Throughout the LTS program, I have been granted many opportunities to design lesson plans for a number of diverse language teaching contexts, across all different language aspects. These opportunities have awarded me with a growing passion for integrated, student-centered design that can be adapted to individual learning goals and needs, as well as an understanding and a respect for the importance of courses, lessons, and activities that connect deliberately and thoughtfully to specific, achievable goals and learning objectives. These are all elements of teaching design that I am passionate about carrying into my future as an educator, and they are the elements that I am most proud to showcase in my work from my time in the LTS program.
My first artifact is taken from the LT 548 Curriculum and Materials Design course, in which I developed a low-budget creative writing course for English second language learners in private or charter high schools. With minimal resources required, this course introduced students to a number of successful literary voices from diverse cultural backgrounds and explored the common strategies and devices of multiple writing formats, as well as how to utilize them in original ways. This curriculum was an exploration in central design – as defined in Graves’ (2000) Designing Language Courses: a Guide for Teachers – and personalized, project-based learning, providing students with the opportunity to decide the theme of an entire unit of the course, and spend almost the entirety of the class creating artifacts to populate a final portfolio. While a writing course in name, the numerous assigned readings for the class, as well as discussions, workshops, and foray into spoken vs read creative work, much of the assignments and coursework of this class was integrated, as opposed to being specific to a single language aspect.

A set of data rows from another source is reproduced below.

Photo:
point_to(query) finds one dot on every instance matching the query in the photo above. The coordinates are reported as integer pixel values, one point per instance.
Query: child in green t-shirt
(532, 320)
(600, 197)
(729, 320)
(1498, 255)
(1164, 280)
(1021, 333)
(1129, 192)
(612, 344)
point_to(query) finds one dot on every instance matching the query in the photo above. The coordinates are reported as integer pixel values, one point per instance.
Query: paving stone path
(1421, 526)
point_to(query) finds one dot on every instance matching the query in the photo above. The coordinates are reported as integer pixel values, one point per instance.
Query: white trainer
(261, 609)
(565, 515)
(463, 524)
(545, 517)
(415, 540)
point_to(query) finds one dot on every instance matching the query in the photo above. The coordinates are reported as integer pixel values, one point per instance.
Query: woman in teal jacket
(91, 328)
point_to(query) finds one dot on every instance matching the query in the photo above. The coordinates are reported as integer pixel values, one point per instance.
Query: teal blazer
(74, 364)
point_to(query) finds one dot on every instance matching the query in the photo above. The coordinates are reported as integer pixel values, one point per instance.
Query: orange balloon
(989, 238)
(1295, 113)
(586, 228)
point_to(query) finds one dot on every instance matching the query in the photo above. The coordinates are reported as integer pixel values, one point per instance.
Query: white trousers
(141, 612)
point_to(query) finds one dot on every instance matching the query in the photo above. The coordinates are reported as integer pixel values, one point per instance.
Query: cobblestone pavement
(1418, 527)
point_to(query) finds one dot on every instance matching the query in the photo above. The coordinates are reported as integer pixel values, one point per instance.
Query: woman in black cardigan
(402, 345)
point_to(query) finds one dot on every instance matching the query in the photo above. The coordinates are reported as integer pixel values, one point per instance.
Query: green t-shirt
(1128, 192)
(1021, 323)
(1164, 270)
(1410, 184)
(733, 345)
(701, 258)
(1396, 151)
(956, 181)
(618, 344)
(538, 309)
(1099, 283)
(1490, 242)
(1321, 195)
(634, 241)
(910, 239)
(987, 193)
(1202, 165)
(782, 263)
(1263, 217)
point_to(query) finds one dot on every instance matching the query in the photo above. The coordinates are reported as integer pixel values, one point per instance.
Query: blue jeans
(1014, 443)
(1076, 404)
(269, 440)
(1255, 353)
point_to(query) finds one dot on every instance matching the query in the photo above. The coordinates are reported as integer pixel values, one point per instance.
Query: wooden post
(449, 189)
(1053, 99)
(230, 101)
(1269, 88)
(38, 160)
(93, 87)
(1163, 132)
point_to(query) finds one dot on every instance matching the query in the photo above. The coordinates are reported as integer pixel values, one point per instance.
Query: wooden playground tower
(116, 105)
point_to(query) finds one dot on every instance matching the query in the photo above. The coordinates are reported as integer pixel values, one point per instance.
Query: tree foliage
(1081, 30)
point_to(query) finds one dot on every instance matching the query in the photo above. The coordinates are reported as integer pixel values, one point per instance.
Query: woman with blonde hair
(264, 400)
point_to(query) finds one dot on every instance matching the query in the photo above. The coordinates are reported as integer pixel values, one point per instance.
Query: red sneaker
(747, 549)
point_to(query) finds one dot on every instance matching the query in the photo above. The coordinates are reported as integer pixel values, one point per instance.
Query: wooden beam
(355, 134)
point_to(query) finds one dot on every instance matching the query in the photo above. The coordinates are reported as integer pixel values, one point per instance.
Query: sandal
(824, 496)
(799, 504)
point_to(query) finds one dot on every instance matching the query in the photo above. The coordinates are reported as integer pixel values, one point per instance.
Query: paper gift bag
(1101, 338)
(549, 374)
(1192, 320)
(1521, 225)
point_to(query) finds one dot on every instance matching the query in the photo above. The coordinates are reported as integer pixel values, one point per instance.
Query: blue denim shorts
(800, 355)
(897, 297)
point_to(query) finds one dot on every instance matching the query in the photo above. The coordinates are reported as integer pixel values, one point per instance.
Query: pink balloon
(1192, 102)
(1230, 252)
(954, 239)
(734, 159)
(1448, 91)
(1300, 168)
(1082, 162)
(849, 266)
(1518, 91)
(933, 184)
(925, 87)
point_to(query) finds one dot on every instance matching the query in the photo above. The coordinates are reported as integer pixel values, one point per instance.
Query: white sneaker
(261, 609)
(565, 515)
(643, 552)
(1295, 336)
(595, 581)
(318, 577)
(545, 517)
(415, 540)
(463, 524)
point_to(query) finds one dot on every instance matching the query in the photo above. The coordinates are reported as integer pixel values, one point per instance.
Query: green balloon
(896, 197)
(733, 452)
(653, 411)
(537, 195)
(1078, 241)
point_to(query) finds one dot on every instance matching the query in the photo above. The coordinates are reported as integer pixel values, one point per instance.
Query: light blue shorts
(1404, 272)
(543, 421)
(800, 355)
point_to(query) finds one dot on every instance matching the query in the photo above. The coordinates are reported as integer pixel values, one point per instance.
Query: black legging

While my curriculum design portfolio may have been a love letter to freedom in design, there are also many learning contexts where one has less control over your curriculum and materials. My second artifact, a lesson plan and its respective materials from the LT 439 Design for Learning Language Pronunciation class, was created to complement a preassigned reading textbook chapter. These “mini-lessons” for pronunciation once again demonstrated an integrated lesson design, utilizing reading, speaking, and listening language elements, where students were tasked with reading through various sections of the textbook, listening to the instructor accurately pronounce or orate the language features relevant to the lesson, and then producing these features themselves. Each mini-lesson had clearly defined objectives that were closely connected to the materials they were designed for, as was outlined before the activities and tasks of each mini-lesson. These lessons covered both segmental and suprasegmental elements of English pronunciation, and did so in a balance of description and analysis and controlled practice activities. The balance and progression of these activities was organized using Celce-Murcia et al.'s (2010) communicative framework, which advocated for a progression from description and analysis to listening discrimination, to controlled practice and feedback, to guided practice and feedback, to end with communicative practice and feedback. However, due to the fact that these were mini-lessons designed to integrate into a reading lesson, I specifically only included description and analysis and controlled practice, to bring attention and brief practice opportunities to these features, which could be further explored at a later time in the class as it became necessary.
My third design artifact is the lesson plan and materials that I created collaboratively with Aissa Canteras, Yueyuan Jin, and Mary-Kate McBride as part of the LT 537 Second Language Teaching Practice class. This artifact includes the slides, lesson plan drafts, and activity materials for the week five lessons that we led, themed around holidays (and specifically Halloween). While it may be more closely considered to student interest than student needs, this entire course was very sensitive to the interests of the AEI students that were participating in it, and surveys were conducted bi-weekly on what students were enjoying, what they hoped to see improved, and what topics they wanted to see introduced in the future. We were able to take the data that had already been collected in prior weeks to benefit our own designs, and we were able to add to this growing pool of student responses to assist the next groups in the weeks after us. We balanced activities for various group sizes, from pairs to whole class, and offered students multiple activities that allowed them to get up and move around the room. All of this worked to keep students engaged with the content and motivated to participate, and there was hardly a silent moment in our classes. A great thing to see in a conversation elective!
My final artifact is one of the lesson plans (and its related materials) for the LT 536 Design for Language Learning Systems class. This lesson plan was designed for an English for Specific Purposes course that focused on the job application process, and the specific lesson plan was focused on job interviews. This lesson plan once again follows an integrated approach, requiring students to discuss materials and topics, listen to audio resources, read articles, and generate written answers for potential interview questions. This lesson plan was a balance of guided activities and independent practice that worked to scaffold students toward confident, independent application of interview skills, similarly once again to the Celce-Murcia et al. (2010) communicative framework, though this time not specifically at the level of pronunciation This lesson plan was also designed with the clear, specific course objective in mind that students would be able to utilize reading, writing, speaking, and listening skills in English to find job openings, write a resume or CV, and attend job interviews.
References
Celce-Murcia, M., Brinton, D., Goodwin, J., & Griner, B. (2010). Teaching pronunciation: A coursebook and reference guide (2nd edition). Cambridge University Press.
Graves, K. (2000). Designing language courses: A guide for teachers. Heinle & Heinle.